Berlin seemed to have assumed, like Mill before him, that only the liberty of the white male mattered.’

(…)

‘What then is to be done to exorcise the many ghosts in those cold war stories of liberalism, democracy, and the free world? How can we escape an intellectually enfeebled milieu where the self-interests and self-perceptions of privileged white men are passed off as “global thinking,” and world philosophy and world history are essentially Western in nature and provenance? (The left tradition, with its endless and repetitive invocations of Marx, Gramsci, Adorno, Benjamin, and Arendt, doesn’t escape the trap of insularity, either.)’

(…)

‘Something more radical and arduous will be required to avoid the total conceptual loss suffered by the Crow Indians: the interrogation of an intellectual tradition that distorts our sense of reality, and the relearning of world history, with the recognition that fundamental assumptions about the inferiority of nonwhite peoples have tainted much of our previous knowledge and analysis.’

Read the article here.

Berlin definitely out, Marx, Gramsci, Adorno, Benjamin and Arendt also out.
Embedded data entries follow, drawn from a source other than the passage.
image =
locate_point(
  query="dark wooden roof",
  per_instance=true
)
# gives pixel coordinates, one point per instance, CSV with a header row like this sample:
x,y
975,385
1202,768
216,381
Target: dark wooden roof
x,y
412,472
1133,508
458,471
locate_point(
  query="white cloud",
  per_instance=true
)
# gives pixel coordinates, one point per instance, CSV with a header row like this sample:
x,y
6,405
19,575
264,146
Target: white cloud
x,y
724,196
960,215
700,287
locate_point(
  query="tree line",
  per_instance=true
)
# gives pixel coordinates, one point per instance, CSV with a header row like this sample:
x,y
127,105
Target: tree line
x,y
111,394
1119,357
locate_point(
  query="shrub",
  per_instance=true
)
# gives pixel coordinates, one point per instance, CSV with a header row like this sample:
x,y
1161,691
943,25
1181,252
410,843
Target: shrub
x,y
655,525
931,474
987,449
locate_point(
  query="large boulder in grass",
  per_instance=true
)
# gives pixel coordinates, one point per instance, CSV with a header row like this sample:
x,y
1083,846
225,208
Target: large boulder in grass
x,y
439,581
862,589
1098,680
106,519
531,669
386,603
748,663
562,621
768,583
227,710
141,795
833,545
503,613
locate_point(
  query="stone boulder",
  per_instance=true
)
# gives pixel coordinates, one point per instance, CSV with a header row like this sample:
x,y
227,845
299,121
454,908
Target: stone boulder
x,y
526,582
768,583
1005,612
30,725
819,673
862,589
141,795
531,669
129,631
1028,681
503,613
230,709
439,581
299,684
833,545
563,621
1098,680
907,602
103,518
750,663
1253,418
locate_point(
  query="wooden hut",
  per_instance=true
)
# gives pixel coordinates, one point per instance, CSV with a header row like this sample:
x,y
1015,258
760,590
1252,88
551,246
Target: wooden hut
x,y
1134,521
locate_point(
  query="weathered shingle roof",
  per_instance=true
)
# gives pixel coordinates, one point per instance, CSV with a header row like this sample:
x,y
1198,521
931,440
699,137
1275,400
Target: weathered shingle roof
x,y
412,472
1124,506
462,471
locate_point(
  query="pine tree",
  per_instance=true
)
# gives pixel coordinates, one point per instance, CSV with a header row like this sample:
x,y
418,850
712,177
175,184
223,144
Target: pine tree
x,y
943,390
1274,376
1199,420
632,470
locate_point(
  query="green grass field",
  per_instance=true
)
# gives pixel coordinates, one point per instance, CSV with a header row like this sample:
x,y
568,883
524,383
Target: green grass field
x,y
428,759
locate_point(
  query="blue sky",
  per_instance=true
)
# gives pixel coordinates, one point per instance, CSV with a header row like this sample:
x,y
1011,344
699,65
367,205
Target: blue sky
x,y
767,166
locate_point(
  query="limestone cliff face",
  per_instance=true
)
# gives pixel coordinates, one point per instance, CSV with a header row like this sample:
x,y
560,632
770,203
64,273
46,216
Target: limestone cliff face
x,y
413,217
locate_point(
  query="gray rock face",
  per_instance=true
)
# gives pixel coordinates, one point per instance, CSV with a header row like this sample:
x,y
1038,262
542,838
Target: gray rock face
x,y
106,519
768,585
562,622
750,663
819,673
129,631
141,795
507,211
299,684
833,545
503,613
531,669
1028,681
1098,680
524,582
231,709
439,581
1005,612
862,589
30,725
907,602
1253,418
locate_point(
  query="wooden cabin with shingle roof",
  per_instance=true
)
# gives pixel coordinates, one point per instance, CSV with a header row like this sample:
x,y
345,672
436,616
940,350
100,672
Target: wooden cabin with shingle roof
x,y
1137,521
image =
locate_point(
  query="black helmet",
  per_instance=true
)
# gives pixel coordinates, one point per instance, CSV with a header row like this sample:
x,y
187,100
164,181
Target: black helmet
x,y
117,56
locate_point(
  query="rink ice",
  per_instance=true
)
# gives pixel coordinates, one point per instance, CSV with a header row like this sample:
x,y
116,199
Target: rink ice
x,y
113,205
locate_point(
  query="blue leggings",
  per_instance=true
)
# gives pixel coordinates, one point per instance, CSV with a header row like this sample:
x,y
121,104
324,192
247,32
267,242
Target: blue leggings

In: ‘Jamal al-Din al-Afghani, José Martí, Rabindranath Tagore, Mohandas Gandhi, and Sun Yat-sen to W.E.B. Du Bois, Aimé Césaire, and Frantz Fanon.’’ Niebuhr can stay.

Do Fanon and Du Bois, to name just two, really operate outside the intellectual tradition that Mishra sees as the source of most if not all evil?

Is ‘decolonization, the central event of the twentieth century?’

Maoism, Nazism, Stalinism?

‘Moreover, a fixation on the crimes of Stalin, Mao, and Hitler managed to obscure the long centuries of global violence and dispossession that made Britain and the United States uniquely powerful and wealthy.’

Ah really, by writing and thinking about two World Wars we obscure ‘long centuries of global violence?’

Speaking of suffering as competition.

Had Mr. Mishra paid a bit more attention to Stalin, Hitler and Mao who would have known more about several attempts to relearn world history.

The track record of this unlearning and relearning is not that convincing.

Which is not that say that all Mr. Mishra is stating in this article is equally worthless. But somebody who appears to suggest that liberalism is as dangerous and lethal as Nazism is like somebody who claims that there is no difference between Trump and Biden. No slightly worse. (Remember the leftists in the fall of 2000 who claimed that there was no difference between Gore and Bush?)